Chekanovskii, Aleksandr Lavrentevich
Chekanovskii, Aleksandr Lavrent’evich
Born Feb. 12 (24), 1833, in the city of Kremenets, in what is now Ternopol’ Oblast, Ukrainian SSR; died Oct. 18 (30), 1876, in St. Petersburg. Explorer of Central Siberia.
A Pole by nationality, Chekanovskii was exiled to Siberia for his participation in the Polish Uprising of 1863–64. Commissioned by the Siberian division of the Russian Geographic Society, Chekanovskii conducted geological investigations of the southern part of Irkutsk Province from 1869 to 1871. He provided the first reliable data on the geology of the region of the Nizhniaia Tunguska River in 1873 and of the lower course of the Lena and, particularly, the Olenek in 1874 and 1875. Chekanovskii discovered deposits of hard coal and granite along the Nizhniaia Tunguska.
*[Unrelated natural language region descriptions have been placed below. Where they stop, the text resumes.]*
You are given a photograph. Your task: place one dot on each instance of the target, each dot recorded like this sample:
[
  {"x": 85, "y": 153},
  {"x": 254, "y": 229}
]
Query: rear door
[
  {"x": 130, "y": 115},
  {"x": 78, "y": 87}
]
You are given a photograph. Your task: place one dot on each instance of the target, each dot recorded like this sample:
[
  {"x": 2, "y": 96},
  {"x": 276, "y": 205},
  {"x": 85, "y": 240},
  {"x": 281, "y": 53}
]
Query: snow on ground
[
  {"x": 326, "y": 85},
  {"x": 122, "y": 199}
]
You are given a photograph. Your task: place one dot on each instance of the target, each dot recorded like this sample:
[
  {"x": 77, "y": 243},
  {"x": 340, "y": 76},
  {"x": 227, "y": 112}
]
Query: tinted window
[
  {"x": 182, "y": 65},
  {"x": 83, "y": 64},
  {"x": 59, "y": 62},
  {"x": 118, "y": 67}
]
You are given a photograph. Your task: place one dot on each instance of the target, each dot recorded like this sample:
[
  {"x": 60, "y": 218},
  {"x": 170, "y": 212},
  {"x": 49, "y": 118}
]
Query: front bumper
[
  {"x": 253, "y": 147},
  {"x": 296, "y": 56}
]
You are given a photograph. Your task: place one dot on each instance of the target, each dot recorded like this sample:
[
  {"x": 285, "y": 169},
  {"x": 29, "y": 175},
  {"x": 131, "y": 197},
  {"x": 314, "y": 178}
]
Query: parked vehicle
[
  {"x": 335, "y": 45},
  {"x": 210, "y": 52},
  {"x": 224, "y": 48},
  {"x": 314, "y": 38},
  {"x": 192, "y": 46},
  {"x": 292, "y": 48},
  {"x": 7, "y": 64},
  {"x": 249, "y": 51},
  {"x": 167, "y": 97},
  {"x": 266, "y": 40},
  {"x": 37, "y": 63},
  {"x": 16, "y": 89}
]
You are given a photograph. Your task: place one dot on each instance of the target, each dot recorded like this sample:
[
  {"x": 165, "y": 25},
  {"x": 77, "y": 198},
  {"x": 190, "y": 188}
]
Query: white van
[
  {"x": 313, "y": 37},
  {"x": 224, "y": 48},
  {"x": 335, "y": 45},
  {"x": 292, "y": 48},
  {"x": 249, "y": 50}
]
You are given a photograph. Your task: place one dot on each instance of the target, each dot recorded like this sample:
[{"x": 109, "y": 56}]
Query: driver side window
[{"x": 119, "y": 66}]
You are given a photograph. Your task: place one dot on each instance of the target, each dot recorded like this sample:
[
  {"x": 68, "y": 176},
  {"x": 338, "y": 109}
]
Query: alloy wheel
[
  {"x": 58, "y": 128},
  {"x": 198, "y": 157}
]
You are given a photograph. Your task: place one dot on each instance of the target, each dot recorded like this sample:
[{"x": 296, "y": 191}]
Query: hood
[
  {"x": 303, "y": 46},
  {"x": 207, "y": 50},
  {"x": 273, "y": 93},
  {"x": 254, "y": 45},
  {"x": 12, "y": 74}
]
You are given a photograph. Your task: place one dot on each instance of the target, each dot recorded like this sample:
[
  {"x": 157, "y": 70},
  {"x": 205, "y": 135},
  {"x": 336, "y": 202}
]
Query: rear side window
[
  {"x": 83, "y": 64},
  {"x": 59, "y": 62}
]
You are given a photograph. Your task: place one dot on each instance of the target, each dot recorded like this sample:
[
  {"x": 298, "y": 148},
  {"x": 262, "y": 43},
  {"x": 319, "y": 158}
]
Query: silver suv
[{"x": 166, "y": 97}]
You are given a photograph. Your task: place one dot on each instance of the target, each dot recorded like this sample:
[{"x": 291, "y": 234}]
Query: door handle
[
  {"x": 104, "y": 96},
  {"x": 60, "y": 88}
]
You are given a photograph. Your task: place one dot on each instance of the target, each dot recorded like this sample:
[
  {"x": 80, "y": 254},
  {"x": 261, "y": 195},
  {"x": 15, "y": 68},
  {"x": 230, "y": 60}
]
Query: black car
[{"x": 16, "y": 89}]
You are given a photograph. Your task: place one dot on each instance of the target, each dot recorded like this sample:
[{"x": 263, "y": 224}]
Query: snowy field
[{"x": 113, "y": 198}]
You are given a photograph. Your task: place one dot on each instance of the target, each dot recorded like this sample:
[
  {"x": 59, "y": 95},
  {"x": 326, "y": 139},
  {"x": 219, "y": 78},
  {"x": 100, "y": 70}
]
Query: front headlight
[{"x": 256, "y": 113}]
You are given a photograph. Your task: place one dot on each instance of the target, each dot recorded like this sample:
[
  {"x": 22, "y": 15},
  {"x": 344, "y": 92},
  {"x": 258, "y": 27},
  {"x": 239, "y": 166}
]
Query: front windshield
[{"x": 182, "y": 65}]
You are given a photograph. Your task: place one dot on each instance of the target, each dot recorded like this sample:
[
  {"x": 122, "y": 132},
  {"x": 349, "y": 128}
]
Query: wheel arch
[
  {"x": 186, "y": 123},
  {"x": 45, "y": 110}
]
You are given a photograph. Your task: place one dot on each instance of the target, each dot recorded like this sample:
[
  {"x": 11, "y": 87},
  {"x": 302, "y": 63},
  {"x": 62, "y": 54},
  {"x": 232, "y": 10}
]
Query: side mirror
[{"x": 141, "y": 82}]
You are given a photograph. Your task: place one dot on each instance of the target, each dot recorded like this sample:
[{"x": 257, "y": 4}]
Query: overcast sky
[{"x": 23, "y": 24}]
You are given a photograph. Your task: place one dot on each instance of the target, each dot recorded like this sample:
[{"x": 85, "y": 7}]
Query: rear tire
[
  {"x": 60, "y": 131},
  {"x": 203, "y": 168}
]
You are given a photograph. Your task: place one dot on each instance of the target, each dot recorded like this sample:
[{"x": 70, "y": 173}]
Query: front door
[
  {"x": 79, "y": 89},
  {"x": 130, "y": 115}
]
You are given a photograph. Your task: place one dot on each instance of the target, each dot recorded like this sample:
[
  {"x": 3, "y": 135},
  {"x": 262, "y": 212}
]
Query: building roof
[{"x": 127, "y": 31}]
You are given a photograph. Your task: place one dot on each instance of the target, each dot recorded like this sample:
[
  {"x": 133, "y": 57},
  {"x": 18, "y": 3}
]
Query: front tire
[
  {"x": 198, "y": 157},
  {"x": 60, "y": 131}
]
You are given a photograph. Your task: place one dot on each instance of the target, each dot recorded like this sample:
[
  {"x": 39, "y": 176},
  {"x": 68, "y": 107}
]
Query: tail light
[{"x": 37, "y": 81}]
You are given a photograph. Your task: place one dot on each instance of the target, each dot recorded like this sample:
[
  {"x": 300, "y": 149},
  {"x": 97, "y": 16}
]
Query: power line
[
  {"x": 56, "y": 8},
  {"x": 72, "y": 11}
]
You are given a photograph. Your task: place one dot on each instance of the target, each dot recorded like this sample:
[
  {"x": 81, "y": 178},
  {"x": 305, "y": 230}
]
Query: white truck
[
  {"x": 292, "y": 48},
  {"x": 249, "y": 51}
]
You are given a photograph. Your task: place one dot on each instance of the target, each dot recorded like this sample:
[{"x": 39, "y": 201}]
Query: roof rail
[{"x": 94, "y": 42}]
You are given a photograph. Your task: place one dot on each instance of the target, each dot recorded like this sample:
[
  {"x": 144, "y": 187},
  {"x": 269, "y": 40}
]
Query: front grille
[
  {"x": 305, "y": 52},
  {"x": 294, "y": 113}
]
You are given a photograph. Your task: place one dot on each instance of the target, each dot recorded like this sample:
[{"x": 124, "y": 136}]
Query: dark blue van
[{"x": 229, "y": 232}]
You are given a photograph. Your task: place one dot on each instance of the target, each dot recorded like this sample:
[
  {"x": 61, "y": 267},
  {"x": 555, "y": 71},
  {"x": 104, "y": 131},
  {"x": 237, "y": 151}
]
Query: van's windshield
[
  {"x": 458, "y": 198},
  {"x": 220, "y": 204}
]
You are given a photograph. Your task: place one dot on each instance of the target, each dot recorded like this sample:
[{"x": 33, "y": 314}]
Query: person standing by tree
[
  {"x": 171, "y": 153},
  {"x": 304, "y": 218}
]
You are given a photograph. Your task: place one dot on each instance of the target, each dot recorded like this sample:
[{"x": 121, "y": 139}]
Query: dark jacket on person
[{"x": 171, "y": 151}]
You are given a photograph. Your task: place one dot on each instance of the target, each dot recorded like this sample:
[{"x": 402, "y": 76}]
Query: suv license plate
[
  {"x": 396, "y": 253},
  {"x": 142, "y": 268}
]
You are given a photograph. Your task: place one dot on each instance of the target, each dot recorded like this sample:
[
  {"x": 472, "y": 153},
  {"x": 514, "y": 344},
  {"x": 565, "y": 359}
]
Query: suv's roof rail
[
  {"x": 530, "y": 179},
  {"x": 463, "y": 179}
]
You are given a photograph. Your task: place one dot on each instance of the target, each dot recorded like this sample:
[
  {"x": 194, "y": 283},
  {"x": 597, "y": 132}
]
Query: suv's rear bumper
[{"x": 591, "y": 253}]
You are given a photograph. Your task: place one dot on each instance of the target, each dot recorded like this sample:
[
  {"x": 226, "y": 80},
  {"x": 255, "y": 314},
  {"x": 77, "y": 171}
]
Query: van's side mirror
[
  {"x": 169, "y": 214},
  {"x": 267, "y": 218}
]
In 1876, Chekanovskii was permitted to go to St. Petersburg, where he began an analysis of the data he had gathered on the geography, geology, and paleontology of the places he had visited. His botanical and zoological collections have been described in the works of a number of scientists. The ridge Chekanovskii discovered between the Lena and Olenek rivers was named after him, and many fossil plants—especially of the Jurassic—have been named in his honor.
WORKS
Geologicheskoe issledovanie v Irkutskoi gubernii. Irkutsk, 1874.Dnevnik ekspeditsii po rekam Nizhnei Tunguske, Oleneku i Lene v 1873–1875 godakh. St. Petersburg, 1896.
REFERENCES
A. L. Chekanovskii: Sb. neopublikovannykh materialov. Edited by S. V. Obruchev. Irkutsk, 1962.Kleopov, I. L. Aleksandr Lavrent’evich Chekanovskii, 1833–1876. Leningrad, 1972.